Once you have the cluster up and running, you should perform a trial failover using PlannedReparentShard to make sure it works as expected.

A typical use case for PlannedReparentShard is to use it during software updates. The command has a convenient avoid_tablet flag that allows you to specify the current vttablet you are going to perform maintenance on. If that is a primary, then it performs a failover to another eligible replica. Otherwise, it is a no-op.

You can also perform a “Planned Reparent” through the browser from the VTAdmin Dashboard.

The Vitess operator performs this step automatically when a container is gracefully brought down by Kubernetes, which also takes care of the use case of a software rollout. If a container or pod is brought down abruptly or crashes, then the primary will be unavailable until Kubernetes restarts it. However, if VTOrc is also deployed, it will detect this and failover to another eligible replica as the primary. VTOrc will not intervene during a graceful shut down.

For more information, please refer to the Reparenting section.

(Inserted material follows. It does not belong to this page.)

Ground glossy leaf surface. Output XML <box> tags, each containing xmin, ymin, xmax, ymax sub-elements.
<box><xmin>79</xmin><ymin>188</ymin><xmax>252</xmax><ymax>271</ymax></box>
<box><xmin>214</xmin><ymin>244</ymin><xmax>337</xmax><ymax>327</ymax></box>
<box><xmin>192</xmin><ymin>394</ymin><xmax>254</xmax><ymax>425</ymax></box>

A reparenting operation can fail in the middle. If so, it is possible for the system to be in a situation where two vttablets report themselves as primary. If this happens, the one with the newer timestamp wins. The vtgates will automatically treat the newer primary as authoritative. The system will eventually heal itself because the vttablets use a registration protocol via the global topo and the older tablet will demote itself to a replica when it notices that it is no longer the primary.